While some patent offices grant patents on the basis of legal
fictions on novelty, there is no reason to follow such practices in
other jurisdictions.
An example of this practice by some patent offices is to admit what
are known as 'selection patents', whereby one of more items that were
previously disclosed are independently claimed.
Protection
This type of patents provide an effective means of ever-greening,
because protection can be extended for the full length of a new patent,
i. e. normally twenty additional years, despite the fact that novelty
was actually lost when such items were first disclosed.
While some large patent offices, such as the US Patent and Trademark
Office, the European Patent Office and the Chinese Patent Office, seem
to apply a lax inventive step standard thereby allowing for the granting
of a large number of 'low quality' patents, there are strong public
interest arguments to follow a different approach, particularly in
developing countries.
A strict application of the industrial applicability/usefulness
requirement, when provided for by the national law, may also contribute
to prevent the grant of unwarranted patent rights.
This is the case, in particular, for claims on new medical uses,
which are equivalent to claims over methods of treatment that have no
industrial application or technical effect.
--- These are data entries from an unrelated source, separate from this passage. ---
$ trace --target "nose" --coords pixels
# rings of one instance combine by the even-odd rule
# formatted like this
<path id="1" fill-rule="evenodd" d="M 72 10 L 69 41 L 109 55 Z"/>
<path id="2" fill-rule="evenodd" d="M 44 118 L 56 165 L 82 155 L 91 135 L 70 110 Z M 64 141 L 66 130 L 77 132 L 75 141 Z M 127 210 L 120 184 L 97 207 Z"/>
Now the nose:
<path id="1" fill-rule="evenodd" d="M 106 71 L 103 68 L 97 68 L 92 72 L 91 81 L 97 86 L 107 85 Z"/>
The lack of industrial applicability may be a sufficient ground to
reject such claims.
Given the policy space left by the TRIPS agreement to adopt their own
definitions of the patentability standards, and to do so consistently
with their legal systems and practices, governments can follow different
methods to ensure that patents are granted only when there are
sufficient merits under the applicable law.
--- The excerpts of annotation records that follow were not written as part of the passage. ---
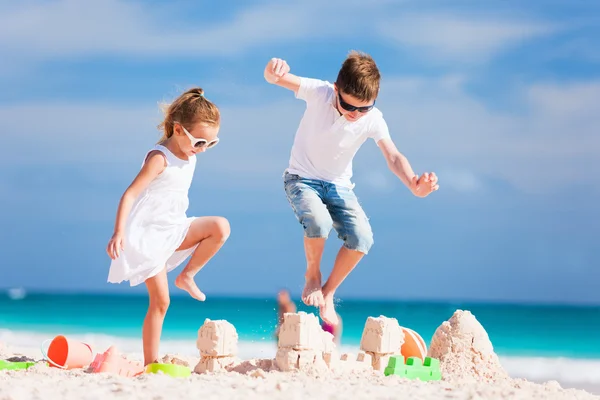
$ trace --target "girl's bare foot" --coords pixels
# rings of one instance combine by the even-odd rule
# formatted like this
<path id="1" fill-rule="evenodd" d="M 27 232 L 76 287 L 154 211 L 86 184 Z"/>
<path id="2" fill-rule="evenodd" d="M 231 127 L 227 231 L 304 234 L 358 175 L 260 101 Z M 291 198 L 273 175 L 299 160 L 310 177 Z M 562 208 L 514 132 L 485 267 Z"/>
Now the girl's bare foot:
<path id="1" fill-rule="evenodd" d="M 340 323 L 335 306 L 333 304 L 333 294 L 327 295 L 323 299 L 323 305 L 319 308 L 321 319 L 330 325 L 337 326 Z"/>
<path id="2" fill-rule="evenodd" d="M 175 279 L 175 286 L 177 286 L 181 290 L 185 290 L 192 296 L 194 299 L 199 301 L 206 300 L 206 295 L 198 289 L 196 286 L 196 282 L 194 282 L 194 278 L 188 275 L 181 274 Z"/>
<path id="3" fill-rule="evenodd" d="M 315 307 L 320 307 L 325 303 L 320 279 L 306 279 L 306 285 L 302 291 L 302 301 L 307 306 Z"/>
Governments may introduce specific standards in the patent laws
themselves. A notable case is the Indian Patent Act, as amended in 2005,
which incorporated in section 3(d) specific standards to assess patent
applications in the field of chemicals and pharmaceuticals.
In a case brought by a Swiss pharmaceutical company against the
rejection of its patent application relating to a beta crystalline form
of imatinib mesylate, the Indian Supreme Court held that the claimed
invention failed in both the tests of invention and patentability.
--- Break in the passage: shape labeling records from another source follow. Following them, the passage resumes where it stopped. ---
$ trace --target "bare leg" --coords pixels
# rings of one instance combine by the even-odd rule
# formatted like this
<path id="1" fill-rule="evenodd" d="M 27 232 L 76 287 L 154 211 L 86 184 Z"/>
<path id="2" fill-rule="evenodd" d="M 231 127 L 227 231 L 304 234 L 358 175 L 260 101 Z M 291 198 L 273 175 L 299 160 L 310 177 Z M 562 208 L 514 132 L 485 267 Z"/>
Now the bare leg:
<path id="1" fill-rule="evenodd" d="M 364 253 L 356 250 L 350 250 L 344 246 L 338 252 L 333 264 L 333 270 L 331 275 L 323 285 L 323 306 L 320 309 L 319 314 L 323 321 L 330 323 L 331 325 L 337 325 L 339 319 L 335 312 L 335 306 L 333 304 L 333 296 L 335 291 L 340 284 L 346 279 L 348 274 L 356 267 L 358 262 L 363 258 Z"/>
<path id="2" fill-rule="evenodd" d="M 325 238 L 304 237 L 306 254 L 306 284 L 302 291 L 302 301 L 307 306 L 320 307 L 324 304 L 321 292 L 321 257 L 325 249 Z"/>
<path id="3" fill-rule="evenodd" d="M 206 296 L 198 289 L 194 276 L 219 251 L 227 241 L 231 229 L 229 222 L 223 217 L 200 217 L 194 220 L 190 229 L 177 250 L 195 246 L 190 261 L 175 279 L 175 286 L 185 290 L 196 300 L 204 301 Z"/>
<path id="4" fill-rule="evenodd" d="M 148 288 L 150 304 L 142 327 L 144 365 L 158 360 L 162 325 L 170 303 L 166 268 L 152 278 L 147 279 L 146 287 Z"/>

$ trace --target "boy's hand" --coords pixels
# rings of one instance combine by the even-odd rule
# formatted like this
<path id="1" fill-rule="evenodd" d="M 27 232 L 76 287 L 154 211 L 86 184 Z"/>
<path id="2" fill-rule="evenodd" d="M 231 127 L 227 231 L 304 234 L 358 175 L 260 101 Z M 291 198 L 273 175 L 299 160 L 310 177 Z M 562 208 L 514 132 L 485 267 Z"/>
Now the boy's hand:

The definition of the standards of patentability can also be made
through regulations, including patent offices' guidelines.
A good example is provided by the guidelines on the patentability of
pharmaceutical products and processes adopted by the Argentine
government in 2012 to limit the ever-greening of pharmaceutical patents.
Standards
Finally, it is worth noting that in applying patentability standards,
patent offices can differentiate, in line with the TRIPS agreement,
among fields of technology to take into account particular features of
specific sectors and public policy objectives, for instance, in relation
to the promotion of generic drugs.
Measures to accommodate these differences constitute a necessary
response to the diversity of technologies and, consequently, a condition
sine qua non for an intrinsically balanced system of protection that
remains neutral in its effects on competition.